Australia: Researchers at Edith Cowan University’s (ECU) Centre for Communications Engineering Research (CCER), Australia, developed sensors which take readings of the temperature, oxygen and carbon dioxide in surrounding bushland. When these sensors detect smoke, they instantly alert fire authorities via wireless internet connection or a text message to a mobile phone, with accurate GPS information on the fire.
Professor Daryoush Habibi, Dr Iftekhar Ahmad and Mr Amro Qandour developed the sensor network as part of the research they have been conducting into engineering applications that serve the local community.

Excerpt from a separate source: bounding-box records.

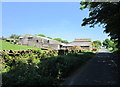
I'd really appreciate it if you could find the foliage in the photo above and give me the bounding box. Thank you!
[2,50,93,87]
[37,34,46,37]
[47,37,52,39]
[80,2,120,48]
[10,34,21,39]
[102,39,116,51]
[92,40,102,49]
[0,40,40,50]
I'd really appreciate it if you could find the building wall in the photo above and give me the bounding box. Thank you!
[19,35,59,49]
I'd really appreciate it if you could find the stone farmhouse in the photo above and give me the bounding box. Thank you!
[18,34,61,50]
[63,39,92,51]
[18,34,92,50]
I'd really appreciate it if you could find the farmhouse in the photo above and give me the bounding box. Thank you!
[63,39,92,51]
[19,34,61,50]
[18,34,92,50]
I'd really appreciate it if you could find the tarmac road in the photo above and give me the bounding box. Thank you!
[62,48,118,86]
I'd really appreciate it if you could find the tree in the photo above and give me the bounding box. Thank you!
[47,37,52,39]
[102,39,116,50]
[10,34,21,39]
[92,40,102,49]
[37,34,46,37]
[80,2,120,48]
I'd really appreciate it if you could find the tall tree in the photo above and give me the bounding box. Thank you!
[54,38,68,43]
[92,40,102,49]
[102,39,116,50]
[80,1,120,49]
[37,34,46,37]
[10,34,21,39]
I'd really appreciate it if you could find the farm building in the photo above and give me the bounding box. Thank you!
[19,34,61,50]
[63,39,92,51]
[18,34,92,50]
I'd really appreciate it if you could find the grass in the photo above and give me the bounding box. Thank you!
[0,40,41,50]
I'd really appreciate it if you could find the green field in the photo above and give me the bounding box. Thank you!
[0,40,41,50]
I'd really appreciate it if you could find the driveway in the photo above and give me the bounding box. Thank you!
[62,49,118,86]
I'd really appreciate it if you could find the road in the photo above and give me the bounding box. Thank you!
[62,49,118,86]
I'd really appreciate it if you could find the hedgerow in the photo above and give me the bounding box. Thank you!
[2,50,93,87]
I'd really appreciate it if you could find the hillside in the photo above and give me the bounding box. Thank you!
[0,40,40,50]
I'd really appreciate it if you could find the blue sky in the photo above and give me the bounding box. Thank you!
[2,2,107,41]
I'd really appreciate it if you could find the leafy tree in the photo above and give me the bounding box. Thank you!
[92,40,102,49]
[54,38,62,42]
[47,37,52,39]
[61,40,68,43]
[37,34,46,37]
[10,34,21,39]
[102,39,116,50]
[80,2,120,48]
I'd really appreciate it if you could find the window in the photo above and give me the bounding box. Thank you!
[47,40,50,43]
[36,40,39,43]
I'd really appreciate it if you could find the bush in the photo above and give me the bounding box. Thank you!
[2,50,92,87]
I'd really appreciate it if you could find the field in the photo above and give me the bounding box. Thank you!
[0,40,40,50]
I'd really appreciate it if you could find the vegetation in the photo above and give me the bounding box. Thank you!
[10,34,21,39]
[102,39,117,52]
[37,34,46,37]
[80,1,120,49]
[0,40,40,50]
[92,40,102,49]
[2,50,93,87]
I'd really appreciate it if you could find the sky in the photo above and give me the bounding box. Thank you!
[2,2,108,42]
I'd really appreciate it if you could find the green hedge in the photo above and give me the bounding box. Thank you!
[2,49,94,87]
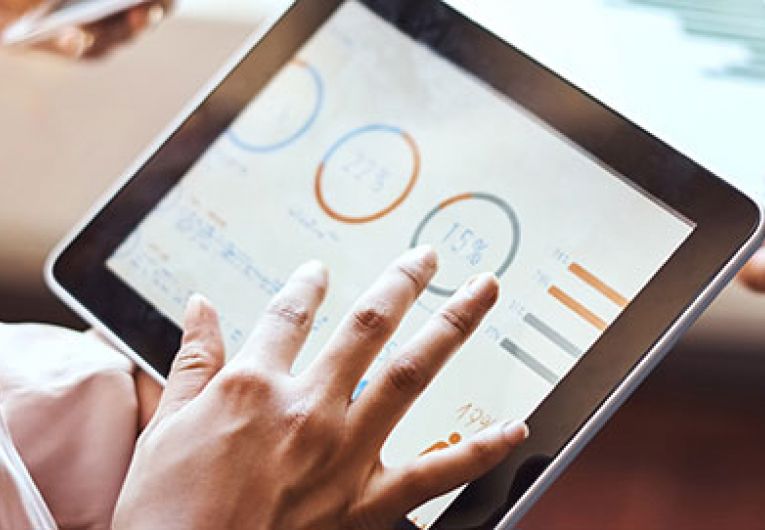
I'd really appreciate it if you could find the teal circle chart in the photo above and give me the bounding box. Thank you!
[410,192,521,296]
[227,59,324,154]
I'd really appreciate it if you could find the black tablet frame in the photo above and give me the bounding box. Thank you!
[52,0,760,530]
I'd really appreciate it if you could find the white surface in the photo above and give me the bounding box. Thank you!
[179,0,765,199]
[444,0,765,198]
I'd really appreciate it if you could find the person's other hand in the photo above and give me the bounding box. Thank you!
[114,248,528,530]
[0,0,172,59]
[738,247,765,293]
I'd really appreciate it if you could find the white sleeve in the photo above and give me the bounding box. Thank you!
[0,414,56,530]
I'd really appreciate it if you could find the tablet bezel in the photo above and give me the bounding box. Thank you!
[48,0,762,529]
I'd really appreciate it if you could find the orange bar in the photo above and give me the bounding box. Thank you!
[568,263,630,308]
[547,285,608,331]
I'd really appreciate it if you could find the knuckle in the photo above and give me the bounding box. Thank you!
[220,368,273,397]
[353,304,393,334]
[283,401,340,446]
[438,308,474,340]
[387,355,428,394]
[173,341,210,370]
[266,299,311,328]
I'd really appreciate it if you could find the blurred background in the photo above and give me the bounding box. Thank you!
[0,0,765,530]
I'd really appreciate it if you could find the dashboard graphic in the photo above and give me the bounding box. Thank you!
[228,59,324,154]
[314,124,420,224]
[107,1,694,528]
[411,193,521,296]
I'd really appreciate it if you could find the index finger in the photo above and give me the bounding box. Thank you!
[306,245,438,401]
[349,273,499,453]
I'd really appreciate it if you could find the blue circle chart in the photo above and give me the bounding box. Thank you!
[410,192,521,296]
[227,59,324,154]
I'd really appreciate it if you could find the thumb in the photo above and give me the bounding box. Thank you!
[157,294,225,418]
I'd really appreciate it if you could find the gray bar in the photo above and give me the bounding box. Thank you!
[500,339,560,385]
[523,313,584,359]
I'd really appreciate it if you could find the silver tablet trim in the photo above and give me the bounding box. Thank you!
[44,0,765,529]
[495,203,765,530]
[44,4,295,386]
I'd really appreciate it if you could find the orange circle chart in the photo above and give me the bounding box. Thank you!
[314,124,421,224]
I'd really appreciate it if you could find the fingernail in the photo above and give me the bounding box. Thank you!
[502,420,531,443]
[58,28,95,58]
[186,293,210,317]
[292,259,327,282]
[466,272,499,304]
[147,4,166,26]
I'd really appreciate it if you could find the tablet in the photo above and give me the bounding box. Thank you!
[48,0,762,529]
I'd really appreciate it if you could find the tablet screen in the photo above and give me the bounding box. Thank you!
[107,1,694,527]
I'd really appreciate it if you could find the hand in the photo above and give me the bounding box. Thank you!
[737,248,765,293]
[113,248,528,530]
[0,0,172,59]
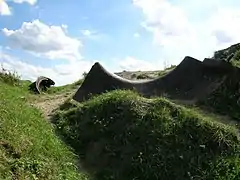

“Bushfire is a major problem right across the nation. We wanted to serve our communities by finding a solution to the bushfire detection problem,” Dr Ahmad said. “The sensors have the capability to transmit data over long distances, allowing for large geographical areas or remote regions to be covered.”
CCER are in the final phase of testing the devices and hope to team up with an industry partner to make the monitoring system available to fire authorities.
“Our priority is to have this system available for authorities. We hope to work with them in the near future to help protect our environment and human life from what can be devastating, and unfortunately, all too frequent occurrences,” Dr Ahmad added.
The CCER team have developed two other environmental monitoring systems that they also hope to make commercially available. One monitors air quality within the home and identifies high levels of potentially fatal gases such as nitrous oxide, nitrogen dioxide, carbon monoxide, carbon dioxide and natural gas. Similar to the bushfire monitoring system, an alarm can be triggered or a text message sent.
The CCER team envisage that retirement villages could use the system to safeguard elderly residents against faulty heaters or gas stoves.
Another monitoring system measures the ultra violet (UV) index. This system could be utilised by surf lifesaving clubs across Australia, who could provide real-time UV readings on display screens or send the information as an alert to the mobile phones of beach goers.